Clinical trials are the core of the process of testing through which new drugs (and other treatments such as vaccines) go in order to demonstrate their safety and effectiveness to regulators. They are the parts of the testing process that involve administering a drug (or other treatment) to humans. Clinical trials are conducted by the developers of a drug and the data is passed on to regulators.
Clinical trials are a long and complex process that needs to determine not only how safe a drug is, but also how effective it is. It not only important that a drug be approved, but what it is approved for. Regulators restrict the marketing of a drug, and in particular the labelling - the information a pharmaceutical company may distribute about the usage of a drug.
Labelling matters because a drug may be approved only for certain variants of a disease, or for certain types of patients. Some drugs are approved as treatments for more than one disease or condition. The wider the approval, the bigger the market that the drug may be promoted to. Regulators may also require that drugs carry certain warnings.
The labelling does not directly restrict how doctor may prescribe a drug, but it does limit how a pharmaceutical company markets the drug, and marketing to prescribers is obviously a crucial (and expensive) part of selling a drug.
Clinical trials are carried out in three phases. The amount of information gathered and the number of people participating grows at each stage.
This precedes clinical testing and involves laboratory and animal testing of a drug. Pre-clinical trials need to provide enough information on safety to allow regulators to decide whether to permit clinical trials - whether the drug is safe enough to try on people.
These are the first trials with human beings. They typically involve a comparatively small number of people (a few tens of people) and are completed in a few months. The main purpose of phase I trials is to establish that a drug is safe enough to more on to phase II trials and to establish safe dosages. About 70% of drugs pass this phase.

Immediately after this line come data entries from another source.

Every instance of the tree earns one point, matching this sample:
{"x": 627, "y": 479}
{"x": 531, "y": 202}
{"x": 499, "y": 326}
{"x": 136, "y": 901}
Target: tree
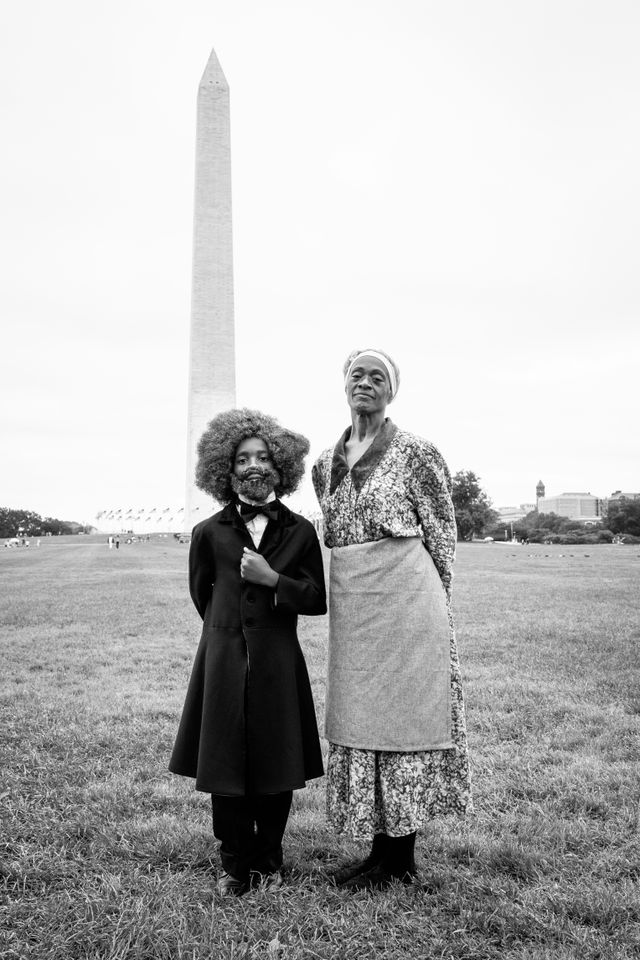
{"x": 623, "y": 516}
{"x": 13, "y": 520}
{"x": 474, "y": 512}
{"x": 31, "y": 524}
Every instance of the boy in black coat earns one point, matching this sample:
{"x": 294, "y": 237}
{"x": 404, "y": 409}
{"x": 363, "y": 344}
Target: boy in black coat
{"x": 248, "y": 732}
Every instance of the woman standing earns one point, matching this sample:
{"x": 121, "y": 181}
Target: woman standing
{"x": 395, "y": 711}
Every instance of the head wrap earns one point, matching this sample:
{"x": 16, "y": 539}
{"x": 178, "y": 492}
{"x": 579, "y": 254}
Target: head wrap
{"x": 386, "y": 362}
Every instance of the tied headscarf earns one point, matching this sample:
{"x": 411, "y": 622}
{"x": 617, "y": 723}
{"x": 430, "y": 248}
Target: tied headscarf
{"x": 385, "y": 362}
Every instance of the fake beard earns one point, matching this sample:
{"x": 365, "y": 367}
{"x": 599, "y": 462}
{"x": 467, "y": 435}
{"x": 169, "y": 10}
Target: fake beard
{"x": 258, "y": 485}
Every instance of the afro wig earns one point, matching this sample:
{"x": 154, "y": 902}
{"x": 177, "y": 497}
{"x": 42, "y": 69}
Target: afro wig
{"x": 218, "y": 444}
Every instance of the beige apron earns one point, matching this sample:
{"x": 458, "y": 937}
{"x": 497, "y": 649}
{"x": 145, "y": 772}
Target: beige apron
{"x": 388, "y": 685}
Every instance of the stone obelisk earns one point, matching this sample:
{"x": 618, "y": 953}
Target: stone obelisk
{"x": 212, "y": 379}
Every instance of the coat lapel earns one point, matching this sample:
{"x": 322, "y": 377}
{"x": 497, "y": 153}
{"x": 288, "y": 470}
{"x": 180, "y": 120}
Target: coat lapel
{"x": 272, "y": 535}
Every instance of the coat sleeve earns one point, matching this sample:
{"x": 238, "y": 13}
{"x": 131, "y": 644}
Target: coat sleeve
{"x": 305, "y": 593}
{"x": 430, "y": 489}
{"x": 202, "y": 572}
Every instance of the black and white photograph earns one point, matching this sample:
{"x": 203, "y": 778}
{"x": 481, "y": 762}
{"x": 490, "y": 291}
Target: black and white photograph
{"x": 320, "y": 496}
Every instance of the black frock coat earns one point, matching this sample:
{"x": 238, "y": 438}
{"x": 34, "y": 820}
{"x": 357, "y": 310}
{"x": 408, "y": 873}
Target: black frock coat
{"x": 248, "y": 723}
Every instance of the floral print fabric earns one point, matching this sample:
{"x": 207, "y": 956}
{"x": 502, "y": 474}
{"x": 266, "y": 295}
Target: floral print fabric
{"x": 402, "y": 489}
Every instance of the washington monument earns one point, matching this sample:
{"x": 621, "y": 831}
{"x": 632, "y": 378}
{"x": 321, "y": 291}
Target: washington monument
{"x": 212, "y": 378}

Phase II trials involve more people, typically hundreds of people, and usually take longer (at least a few months, sometimes a year or two). The emphasis shifts from purely safety to looking for evidence of effectiveness, although safety continues to be studied. If no new safety issues emerge and the treatment appears effective in a significant proportion of patients then the drug can move to the next stage. About half the drugs that go into Phase II trials fail; only a third of the drugs that enter clinical testing will make it past this phase to go into Phase III.
Phase III trials involve hundreds or thousands of people and take at least a year, often several years. A phase III trial studies all aspects of safety, effectiveness and dosage. A control group of patients on standard medication (or none) is used to provide a yardstick for comparisons. This phase of clinical trials is clearly expensive but the majority of drugs that phase II also pass phase III. A drug entering Phase I typically has around a quarter to a third chance of making to to the end of Phase III.
Once a drug has passed through clinical trials it will take at least a few months (or even years), before it receives approval and can be marketed. About 20% of drugs that enter Phase I trials will eventually be marketed. After reaching the market the drug continues to be monitored for problems and risk of problems that could prompt withdrawal or narrowing of approval always remains, but slowly diminishes.